Dynamic Cluster Startup

Overview

For reliability requirements during training, MindSpore provides dynamic cluster features that enable users to start Ascend/GPU/CPU distributed training tasks without relying on any third-party library (OpenMPI) and without any modification to the training script. We recommend users to use this startup method in preference.

The MindSpore Dynamic Cluster feature replaces the OpenMPI capability by reusing the Parameter Server mode training architecture, which can be found in the Parameter Server Mode training tutorial.
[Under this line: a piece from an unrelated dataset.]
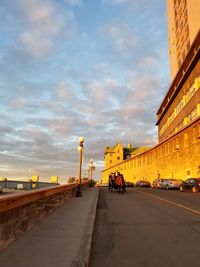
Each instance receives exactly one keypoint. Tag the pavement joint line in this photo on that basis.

The Dynamic Cluster feature starts multiple MindSpore training processes as Workers, and starts an additional Scheduler for cluster and disaster recovery, thus, distributed training can be achieved without the need for OpenMPI's message passing mechanism. The user only needs to make a few changes to the startup script to perform distributed training.

Dynamic cluster supports Ascend, GPU and CPU, so the dynamic cluster startup script can be quickly migrated between multiple hardware platforms without additional modifications.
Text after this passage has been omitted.